Wir wissen: In der VUKA-Welt lösen flexible Rollen statische Stellen ab, geteilte Führung wird durch individuelle Führung ersetzt, Selbstorganisation tritt an die Stelle von Fremdorganisation. Doch: Dieses kognitive Wissen alleine reicht nicht aus, um entsprechend zu handeln. Für Menschen, die in klassischen, hierarchisch geprägten Unternehmen groß geworden sind, ist es ein mentaler Kraftakt, agile Routinen zu entwickeln.

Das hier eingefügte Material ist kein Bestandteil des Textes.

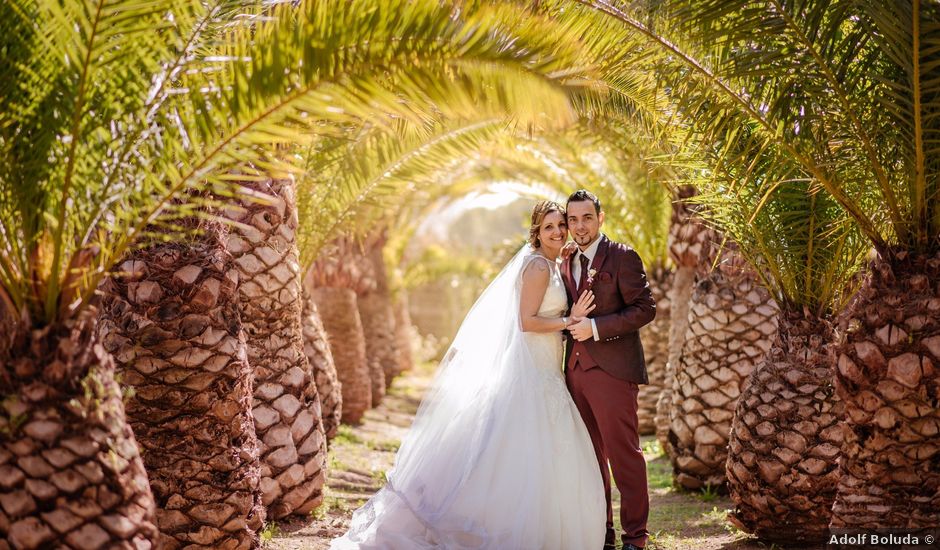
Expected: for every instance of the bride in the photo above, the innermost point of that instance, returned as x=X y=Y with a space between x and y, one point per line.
x=497 y=457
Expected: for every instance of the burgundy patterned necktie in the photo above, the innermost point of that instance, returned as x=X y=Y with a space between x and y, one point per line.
x=582 y=280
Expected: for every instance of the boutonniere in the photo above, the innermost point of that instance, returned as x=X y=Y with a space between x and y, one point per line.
x=590 y=280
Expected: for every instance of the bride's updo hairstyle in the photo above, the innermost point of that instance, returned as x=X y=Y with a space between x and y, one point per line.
x=542 y=209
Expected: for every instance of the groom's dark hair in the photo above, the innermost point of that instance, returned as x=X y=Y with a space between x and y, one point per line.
x=585 y=195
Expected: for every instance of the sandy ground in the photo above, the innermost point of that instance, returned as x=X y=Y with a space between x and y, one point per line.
x=359 y=457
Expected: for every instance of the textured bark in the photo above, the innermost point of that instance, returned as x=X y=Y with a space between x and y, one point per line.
x=692 y=247
x=786 y=437
x=655 y=337
x=317 y=349
x=378 y=324
x=70 y=472
x=732 y=323
x=404 y=352
x=375 y=313
x=887 y=374
x=680 y=296
x=341 y=320
x=287 y=410
x=171 y=320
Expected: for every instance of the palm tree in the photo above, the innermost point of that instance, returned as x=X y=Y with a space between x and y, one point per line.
x=375 y=309
x=689 y=244
x=287 y=406
x=784 y=449
x=110 y=113
x=320 y=357
x=176 y=335
x=846 y=92
x=333 y=281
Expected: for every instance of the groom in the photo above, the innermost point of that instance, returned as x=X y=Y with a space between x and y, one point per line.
x=604 y=359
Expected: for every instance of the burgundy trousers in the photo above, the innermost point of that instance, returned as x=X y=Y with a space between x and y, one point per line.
x=608 y=406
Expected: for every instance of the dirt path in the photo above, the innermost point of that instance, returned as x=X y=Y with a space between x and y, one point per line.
x=360 y=456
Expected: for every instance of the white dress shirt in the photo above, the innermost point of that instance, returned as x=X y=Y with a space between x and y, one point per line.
x=590 y=252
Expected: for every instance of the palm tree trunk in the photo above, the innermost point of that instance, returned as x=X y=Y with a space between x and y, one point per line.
x=691 y=247
x=317 y=349
x=681 y=295
x=404 y=353
x=287 y=409
x=172 y=322
x=655 y=337
x=732 y=323
x=375 y=313
x=341 y=320
x=70 y=471
x=888 y=377
x=378 y=319
x=786 y=436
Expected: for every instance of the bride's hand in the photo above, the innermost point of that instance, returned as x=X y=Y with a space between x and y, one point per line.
x=584 y=305
x=568 y=249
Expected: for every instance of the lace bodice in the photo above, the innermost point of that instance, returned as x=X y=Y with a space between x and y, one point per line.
x=555 y=301
x=547 y=348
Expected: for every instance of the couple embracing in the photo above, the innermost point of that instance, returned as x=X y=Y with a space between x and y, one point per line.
x=532 y=409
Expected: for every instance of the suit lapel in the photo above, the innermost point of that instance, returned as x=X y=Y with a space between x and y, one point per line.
x=601 y=254
x=568 y=272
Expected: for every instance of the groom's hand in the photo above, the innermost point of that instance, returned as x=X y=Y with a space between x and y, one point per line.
x=582 y=330
x=568 y=249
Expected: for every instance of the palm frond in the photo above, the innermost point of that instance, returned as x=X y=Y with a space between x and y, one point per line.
x=114 y=111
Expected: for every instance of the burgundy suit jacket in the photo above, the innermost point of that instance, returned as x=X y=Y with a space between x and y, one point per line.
x=623 y=304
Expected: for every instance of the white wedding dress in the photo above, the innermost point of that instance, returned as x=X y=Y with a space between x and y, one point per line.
x=498 y=457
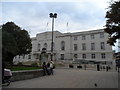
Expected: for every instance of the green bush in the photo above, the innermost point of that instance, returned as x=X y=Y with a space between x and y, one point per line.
x=34 y=64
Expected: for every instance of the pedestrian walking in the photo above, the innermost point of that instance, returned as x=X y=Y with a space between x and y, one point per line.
x=51 y=67
x=107 y=68
x=44 y=67
x=48 y=68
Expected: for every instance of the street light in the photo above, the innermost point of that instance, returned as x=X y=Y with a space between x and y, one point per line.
x=52 y=16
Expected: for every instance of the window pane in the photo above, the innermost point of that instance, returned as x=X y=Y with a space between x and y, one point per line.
x=62 y=45
x=83 y=46
x=75 y=47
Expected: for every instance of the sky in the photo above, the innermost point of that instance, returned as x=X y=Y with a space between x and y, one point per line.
x=33 y=16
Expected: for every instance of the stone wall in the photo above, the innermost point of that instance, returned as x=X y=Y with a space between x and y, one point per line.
x=23 y=75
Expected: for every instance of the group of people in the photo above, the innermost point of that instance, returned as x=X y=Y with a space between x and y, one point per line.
x=48 y=68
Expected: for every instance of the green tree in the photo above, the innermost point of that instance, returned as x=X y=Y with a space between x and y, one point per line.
x=15 y=41
x=113 y=22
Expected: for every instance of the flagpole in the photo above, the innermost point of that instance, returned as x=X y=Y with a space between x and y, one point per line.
x=67 y=27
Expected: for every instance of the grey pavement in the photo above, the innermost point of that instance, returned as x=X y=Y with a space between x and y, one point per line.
x=71 y=78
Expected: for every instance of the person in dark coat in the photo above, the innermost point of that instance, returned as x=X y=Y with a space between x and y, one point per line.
x=44 y=67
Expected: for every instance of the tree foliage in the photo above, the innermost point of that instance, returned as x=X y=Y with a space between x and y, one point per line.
x=15 y=41
x=113 y=22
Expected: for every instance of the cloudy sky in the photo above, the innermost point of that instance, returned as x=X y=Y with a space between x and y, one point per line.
x=33 y=16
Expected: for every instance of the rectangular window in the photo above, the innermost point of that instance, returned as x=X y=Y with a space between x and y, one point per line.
x=37 y=56
x=101 y=35
x=93 y=56
x=62 y=56
x=75 y=47
x=102 y=44
x=19 y=56
x=92 y=46
x=75 y=56
x=23 y=56
x=84 y=56
x=92 y=36
x=83 y=37
x=29 y=56
x=103 y=56
x=75 y=38
x=83 y=46
x=62 y=45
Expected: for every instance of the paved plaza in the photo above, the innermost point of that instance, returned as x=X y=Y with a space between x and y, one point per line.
x=71 y=78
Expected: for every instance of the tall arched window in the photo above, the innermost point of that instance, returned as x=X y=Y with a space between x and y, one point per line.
x=62 y=45
x=38 y=47
x=53 y=46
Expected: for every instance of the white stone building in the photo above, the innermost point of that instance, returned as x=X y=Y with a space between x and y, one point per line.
x=87 y=45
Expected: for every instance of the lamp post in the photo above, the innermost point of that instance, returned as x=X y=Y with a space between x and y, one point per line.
x=52 y=16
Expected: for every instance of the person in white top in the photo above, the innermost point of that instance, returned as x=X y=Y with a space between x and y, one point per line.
x=51 y=67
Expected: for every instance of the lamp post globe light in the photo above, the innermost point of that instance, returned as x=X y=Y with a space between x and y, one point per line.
x=52 y=16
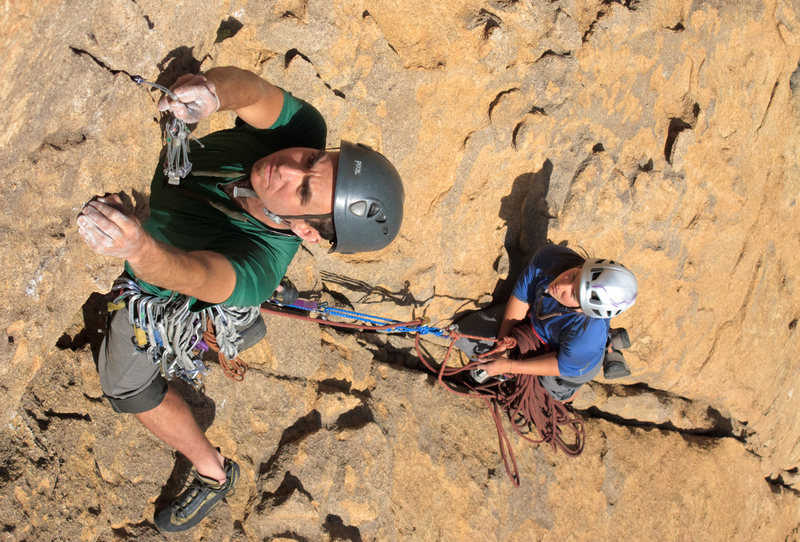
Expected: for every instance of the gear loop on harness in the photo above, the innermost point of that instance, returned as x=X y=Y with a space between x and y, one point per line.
x=174 y=334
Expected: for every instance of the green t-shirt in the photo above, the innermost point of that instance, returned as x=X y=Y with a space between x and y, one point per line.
x=198 y=215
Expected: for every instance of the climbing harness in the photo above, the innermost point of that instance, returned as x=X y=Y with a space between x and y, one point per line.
x=522 y=398
x=177 y=134
x=175 y=338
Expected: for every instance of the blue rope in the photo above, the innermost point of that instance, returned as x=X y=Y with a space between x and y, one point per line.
x=324 y=309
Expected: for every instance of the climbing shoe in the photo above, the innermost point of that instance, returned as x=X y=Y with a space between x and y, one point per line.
x=480 y=376
x=286 y=293
x=199 y=498
x=251 y=334
x=615 y=366
x=618 y=338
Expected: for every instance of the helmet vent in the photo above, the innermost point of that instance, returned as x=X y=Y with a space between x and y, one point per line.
x=359 y=208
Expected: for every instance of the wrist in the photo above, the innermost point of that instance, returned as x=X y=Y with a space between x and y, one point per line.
x=144 y=251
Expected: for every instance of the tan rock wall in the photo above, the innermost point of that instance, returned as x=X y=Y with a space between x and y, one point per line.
x=663 y=134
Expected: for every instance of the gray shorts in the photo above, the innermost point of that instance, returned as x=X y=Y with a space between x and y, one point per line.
x=486 y=323
x=130 y=381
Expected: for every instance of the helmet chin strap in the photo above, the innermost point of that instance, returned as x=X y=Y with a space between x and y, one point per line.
x=275 y=218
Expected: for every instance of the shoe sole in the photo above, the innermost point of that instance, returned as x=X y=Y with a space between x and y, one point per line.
x=173 y=524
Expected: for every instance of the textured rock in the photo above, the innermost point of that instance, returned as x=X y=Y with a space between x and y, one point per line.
x=663 y=134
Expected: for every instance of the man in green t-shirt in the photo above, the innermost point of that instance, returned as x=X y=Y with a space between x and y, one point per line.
x=225 y=237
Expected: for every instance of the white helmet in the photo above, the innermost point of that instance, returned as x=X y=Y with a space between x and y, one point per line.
x=607 y=288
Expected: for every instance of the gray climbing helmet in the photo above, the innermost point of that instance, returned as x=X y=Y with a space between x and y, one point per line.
x=607 y=288
x=367 y=200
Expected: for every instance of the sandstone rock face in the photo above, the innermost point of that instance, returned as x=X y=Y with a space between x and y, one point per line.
x=663 y=134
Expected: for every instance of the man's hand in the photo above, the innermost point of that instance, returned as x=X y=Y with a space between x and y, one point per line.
x=197 y=99
x=110 y=231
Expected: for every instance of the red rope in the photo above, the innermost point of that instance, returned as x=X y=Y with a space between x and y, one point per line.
x=522 y=398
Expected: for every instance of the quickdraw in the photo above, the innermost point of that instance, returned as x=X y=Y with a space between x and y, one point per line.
x=173 y=336
x=177 y=134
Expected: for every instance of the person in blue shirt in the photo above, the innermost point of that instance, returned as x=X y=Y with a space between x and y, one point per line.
x=568 y=301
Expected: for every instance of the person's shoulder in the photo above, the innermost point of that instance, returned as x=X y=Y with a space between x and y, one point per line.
x=580 y=325
x=299 y=124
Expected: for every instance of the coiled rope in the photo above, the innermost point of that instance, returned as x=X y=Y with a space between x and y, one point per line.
x=522 y=398
x=173 y=336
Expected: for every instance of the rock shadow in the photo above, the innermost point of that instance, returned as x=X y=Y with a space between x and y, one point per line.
x=527 y=216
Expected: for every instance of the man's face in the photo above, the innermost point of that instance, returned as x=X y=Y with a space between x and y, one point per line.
x=296 y=181
x=566 y=287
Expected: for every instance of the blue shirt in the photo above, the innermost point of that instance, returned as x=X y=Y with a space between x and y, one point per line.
x=579 y=340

„Warum soll ich meinen Chef fragen, wenn ich jemanden kenne, der Ahnung hat?“
Wir wissen: In der VUKA-Welt lösen flexible Rollen statische Stellen ab, geteilte Führung wird durch individuelle Führung ersetzt, Selbstorganisation tritt an die Stelle von Fremdorganisation. Doch: Dieses kognitive Wissen alleine reicht nicht aus, um entsprechend zu handeln. Für Menschen, die in klassischen, hierarchisch geprägten Unternehmen groß geworden sind, ist es ein mentaler Kraftakt, agile Routinen zu entwickeln. Ralph Goldschmidt, geboren 1963, diplomierter Volkswirt und Sportwissenschaftler, Unternehmer, Trainer, Coach und leidenschaftlicher Redner, gibt im Interview einen Ausblick auf notwendige Veränderungen in der Zusammenarbeit und darauf, wie wir diesen Wandel trotz aller inneren Widerstände bewältigen können.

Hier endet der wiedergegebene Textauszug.